4. Adjust Your Sleep Schedule to your MCAT
One of the most important things a successful MCAT test taker will do is adjust their sleep schedule around their MCAT study schedule. For example, if you are taking the 7:30am exam, get in the habit of waking up early and starting your practice tests at the same time to train your brain to be alert and ready for test day. Or, if you’re a 3pm test taker, set later alarms so you can feel comfortable staying awake and sharp well into the evening.
Regardless of your time slot, be sure to tailor your circadian rhythm to the schedule of your upcoming MCAT exam. Whether that means going to bed earlier or later, start working on this at least 2 weeks in advance of your actual MCAT to ensure you don’t feel sleepy or uncomfortable on test day. Put your best foot forward to earn your best score!
5. Take Breaks and Days Off
Though you may feel the need to study all day, every day to learn every detail that is fair game for the MCAT, it is necessary to take breaks and schedule days off in your study plan. At the very least, take one afternoon off. Excessive studying can lead to burnout, which will harm your score more than it will help it. Studying for the MCAT can be fun, especially once you start to see the fruits of your labor pay off in increased practice scores. But studying for the MCAT can feel like a chore if it’s all that you do, all of the time. Taking breaks or days off allows you to have a moment for yourself and come back refreshed and ready to get right back into it.

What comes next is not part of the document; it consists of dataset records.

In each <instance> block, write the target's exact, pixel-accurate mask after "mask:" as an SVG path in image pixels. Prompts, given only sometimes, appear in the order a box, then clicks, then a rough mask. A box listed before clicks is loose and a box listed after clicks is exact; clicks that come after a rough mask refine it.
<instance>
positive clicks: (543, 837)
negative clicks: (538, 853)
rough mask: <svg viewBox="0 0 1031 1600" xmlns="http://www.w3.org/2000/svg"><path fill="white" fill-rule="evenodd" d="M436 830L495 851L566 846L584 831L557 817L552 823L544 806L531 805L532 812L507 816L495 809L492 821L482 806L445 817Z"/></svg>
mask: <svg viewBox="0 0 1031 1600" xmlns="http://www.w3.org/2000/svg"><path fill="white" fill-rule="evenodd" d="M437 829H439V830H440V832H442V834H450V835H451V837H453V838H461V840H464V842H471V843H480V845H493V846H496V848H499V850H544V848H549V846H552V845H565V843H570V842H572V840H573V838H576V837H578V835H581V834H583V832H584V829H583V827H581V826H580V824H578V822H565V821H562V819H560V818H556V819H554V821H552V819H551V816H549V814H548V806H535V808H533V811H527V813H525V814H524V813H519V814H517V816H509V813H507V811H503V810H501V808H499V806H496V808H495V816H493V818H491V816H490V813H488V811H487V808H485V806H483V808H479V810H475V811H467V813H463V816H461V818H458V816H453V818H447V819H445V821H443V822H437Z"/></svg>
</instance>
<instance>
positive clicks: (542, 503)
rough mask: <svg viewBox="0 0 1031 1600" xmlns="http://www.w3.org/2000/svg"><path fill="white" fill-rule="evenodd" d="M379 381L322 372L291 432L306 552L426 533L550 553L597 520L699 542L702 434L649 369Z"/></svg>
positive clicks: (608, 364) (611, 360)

This exam requires serious dedication and commitment, but be sure to find time for the things that make you happy and keep you motivated. Training your mind for the MCAT is like training your muscles at the gym–rest days are essential for growth!
#Bonus Genius Test Day Tip: Take Your Breaks and Grab Some Snacks!
In between grueling blocks of biochemistry questions and CARS passages, test-takers are allowed 3 breaks–two 10-minute breaks and one 30-minute break. Although you may want to work through your breaks and finish earlier, taking the time to decompress in between blocks can serve to refocus your attention and ultimately help boost your score. Stand up and stretch your legs! A quick walk around your testing center will provide some physical and mental space between you and your last block, leaving you re-energized to return for the next portion of the exam. This can be especially helpful if you found the previous section of the MCAT particularly challenging and want to refresh yourself to give the following section your very best when you sit back down.
Your MCAT test day breaks are also a great opportunity to boost your mood and refuel for the passages and questions to come. Pack some of your favorite healthy power snacks to bring some fun and joy into your testing experience and keep you motivated throughout these difficult 7.5 hours. Your brain will thank you!
With the application of these genius MCAT study and test day tips, you can maximize your MCAT preparation and ultimately, your score.